As a kid, I delivered the Windsor Star to Red Wings goalie Glenn Hall.

As a cub reporter, I once photographed Toronto tough guy Eddie Shack. Playing baseball.

In 1972, I scored a coup on As It Happens by walking beside Bobby Hull’s convertible and interviewing him en route to picking up his $1-million cheque from the Winnipeg Jets.

These credentials should mark me as a red-blooded hockey fan, right? Wrong.

At the risk of losing my passport, and the friendship of obsessives such as George Maratos, I confess: my all-Canadian heart has never skipped a beat over the great Canadian pastime.

I don’t love hockey. I don’t hate hockey. I am completely, utterly uninterested in hockey.

On a scale of one to 100, my interest in the subject ranks about three. Right down there with particle physics.

To put that in perspective, my interest in physics of any flavour peaked around the time Old Man Ferguson tried to teach us about static electricity by rubbing a cat with a styrene rod (or was it vice versa?).

So I empathized with a friend’s Facebook post during the frenetic interlude between Games 6 and 7 of the recent gladiatorial slugfest known as the Stanley Cup finals.

This friend, a recent immigrant from Australia, had the temerity to admit for all to see that she doesn’t “get” hockey.

With mere months before the madness resumes, I hereby bequeath to Katherine, and other non-buffs, my favourite strategies to avoid being ostracized by those who value hockey over oxygen.

These strategies have been adapted from my experience in Regina, where ignorance of every grunt and twitch involving the Roughriders (no, Katherine, that’s not hockey) is considered an act of treason.

First: ignore the regular season. You can usually skate by with something non-committal, such as, “I don’t have cable.”

Second: ignore the quarter finals.

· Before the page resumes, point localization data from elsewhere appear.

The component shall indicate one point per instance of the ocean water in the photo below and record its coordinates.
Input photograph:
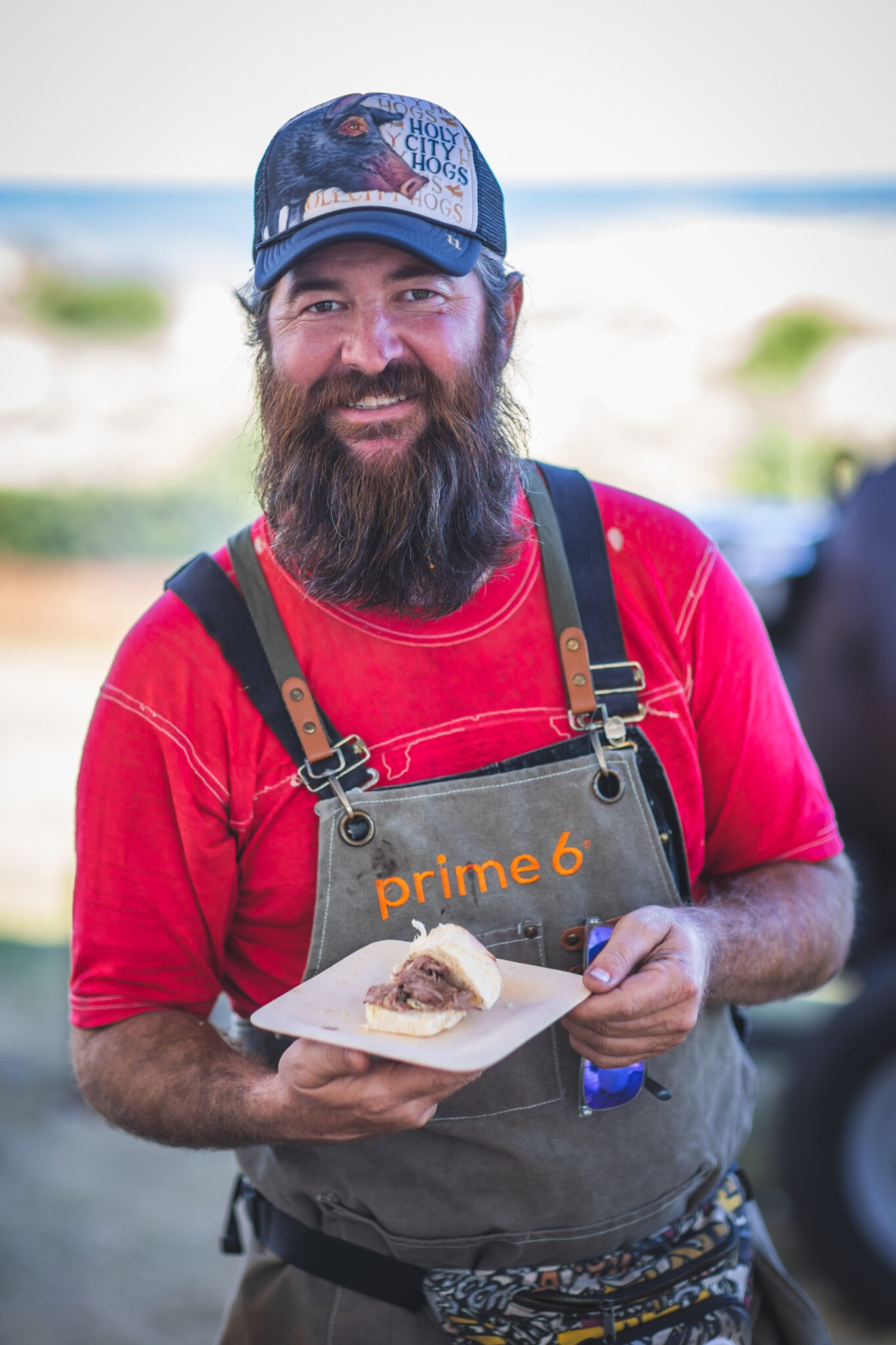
(209, 231)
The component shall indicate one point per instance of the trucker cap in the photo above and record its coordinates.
(372, 165)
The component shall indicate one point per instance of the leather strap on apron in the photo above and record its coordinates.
(203, 586)
(581, 594)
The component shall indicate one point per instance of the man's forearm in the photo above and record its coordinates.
(778, 930)
(171, 1078)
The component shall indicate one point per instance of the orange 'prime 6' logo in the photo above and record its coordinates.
(524, 870)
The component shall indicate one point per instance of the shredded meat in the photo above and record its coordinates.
(422, 985)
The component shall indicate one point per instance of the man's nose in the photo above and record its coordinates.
(371, 342)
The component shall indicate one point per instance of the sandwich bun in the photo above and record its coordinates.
(467, 962)
(465, 965)
(412, 1023)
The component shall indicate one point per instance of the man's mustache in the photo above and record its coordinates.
(398, 380)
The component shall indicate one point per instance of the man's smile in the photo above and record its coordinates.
(371, 409)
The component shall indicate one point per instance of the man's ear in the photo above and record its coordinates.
(511, 311)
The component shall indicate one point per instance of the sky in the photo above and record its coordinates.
(568, 91)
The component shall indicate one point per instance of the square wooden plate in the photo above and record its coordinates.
(331, 1007)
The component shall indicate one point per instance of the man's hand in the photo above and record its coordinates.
(326, 1094)
(647, 988)
(771, 931)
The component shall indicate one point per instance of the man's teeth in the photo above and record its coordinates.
(371, 404)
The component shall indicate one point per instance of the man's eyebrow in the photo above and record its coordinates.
(301, 287)
(417, 271)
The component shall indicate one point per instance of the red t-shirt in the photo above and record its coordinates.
(198, 849)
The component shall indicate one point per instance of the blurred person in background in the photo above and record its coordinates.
(587, 749)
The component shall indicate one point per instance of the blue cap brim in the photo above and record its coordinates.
(450, 252)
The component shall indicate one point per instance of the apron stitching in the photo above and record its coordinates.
(330, 884)
(479, 1115)
(554, 1036)
(664, 871)
(501, 785)
(331, 1323)
(538, 1238)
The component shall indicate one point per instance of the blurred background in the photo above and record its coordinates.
(703, 200)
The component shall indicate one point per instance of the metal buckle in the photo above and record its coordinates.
(640, 681)
(317, 780)
(587, 721)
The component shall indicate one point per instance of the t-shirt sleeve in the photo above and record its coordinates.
(763, 794)
(156, 879)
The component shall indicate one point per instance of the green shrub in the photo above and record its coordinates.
(86, 307)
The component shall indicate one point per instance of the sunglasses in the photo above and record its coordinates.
(599, 1088)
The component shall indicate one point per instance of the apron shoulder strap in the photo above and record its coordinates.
(581, 591)
(226, 617)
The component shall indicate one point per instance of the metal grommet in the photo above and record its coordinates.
(356, 827)
(609, 786)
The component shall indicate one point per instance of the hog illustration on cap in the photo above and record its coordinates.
(336, 147)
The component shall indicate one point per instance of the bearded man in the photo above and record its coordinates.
(584, 757)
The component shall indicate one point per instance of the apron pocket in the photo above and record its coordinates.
(531, 1075)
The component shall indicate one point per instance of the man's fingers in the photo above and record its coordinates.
(658, 986)
(633, 938)
(312, 1064)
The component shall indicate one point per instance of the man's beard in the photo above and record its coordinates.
(413, 529)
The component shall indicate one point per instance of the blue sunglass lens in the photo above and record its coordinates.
(606, 1088)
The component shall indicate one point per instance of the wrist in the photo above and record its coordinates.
(272, 1110)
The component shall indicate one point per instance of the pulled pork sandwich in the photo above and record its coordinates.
(445, 973)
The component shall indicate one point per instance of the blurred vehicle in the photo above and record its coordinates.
(825, 581)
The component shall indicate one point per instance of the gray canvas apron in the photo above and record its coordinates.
(507, 1173)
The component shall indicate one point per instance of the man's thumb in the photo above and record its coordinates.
(314, 1063)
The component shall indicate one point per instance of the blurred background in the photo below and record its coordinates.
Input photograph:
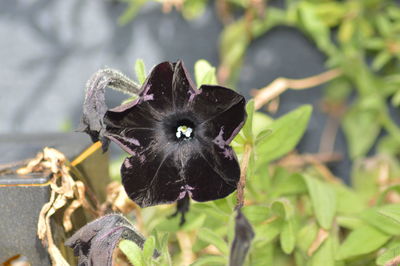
(49, 49)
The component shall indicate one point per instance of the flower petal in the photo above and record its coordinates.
(95, 242)
(212, 173)
(153, 177)
(157, 89)
(223, 112)
(183, 88)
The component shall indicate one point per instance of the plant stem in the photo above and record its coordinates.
(280, 85)
(243, 173)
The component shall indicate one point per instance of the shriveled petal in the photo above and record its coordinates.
(153, 177)
(212, 173)
(183, 88)
(157, 89)
(95, 242)
(222, 111)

Too many variables; even hardcore fans are just speculating.

When the office pool comes by, be a sport. Pay the two bucks, close your eyes and pick a square.

Third: do some basic prep for the semifinals. Learn the names of the four teams; pick one at random as “your” team; smile good-naturedly as everyone else declares you an idiot.

Fourth: the finals loom. Time to dig deep. Be prepared to invest a good 10 minutes in intensive research.

Each game has three periods. Each team has a goalie and a bunch of other players. It takes four wins to win.

Lock in the names of the two teams. Don’t reveal your abysmal ignorance by suggesting, “This could be the Oilers’ year.” It couldn’t.

Pay attention to when the games are being played. If you even know where, you can volunteer such gems as, “Don’t underestimate the home-ice advantage.”

For your expertise to truly shine, memorize the names of three players on each team: a forward, a defenceman and – this one is not negotiable – the starting goalie.

Immediately after each game, spend a minute online to see which names pop up the most.

Voilà. You’re ready for all comers.

Read your audience. Don’t initiate, but be prepared with the odd phrase such as, “Man, Burrows was hot last night,” or “Luongo was sleep-walking,” or “Boston sure works the grudge factor.”

Don’t overplay it. Stay cryptic. True fans don’t give a rip what you think; they want to tell you what they think.

There, you’ve survived another season.

Just don’t blow it all – as I am wont to do – by blurting out, “How about that Gump Worsley, eh? Hell of a season.”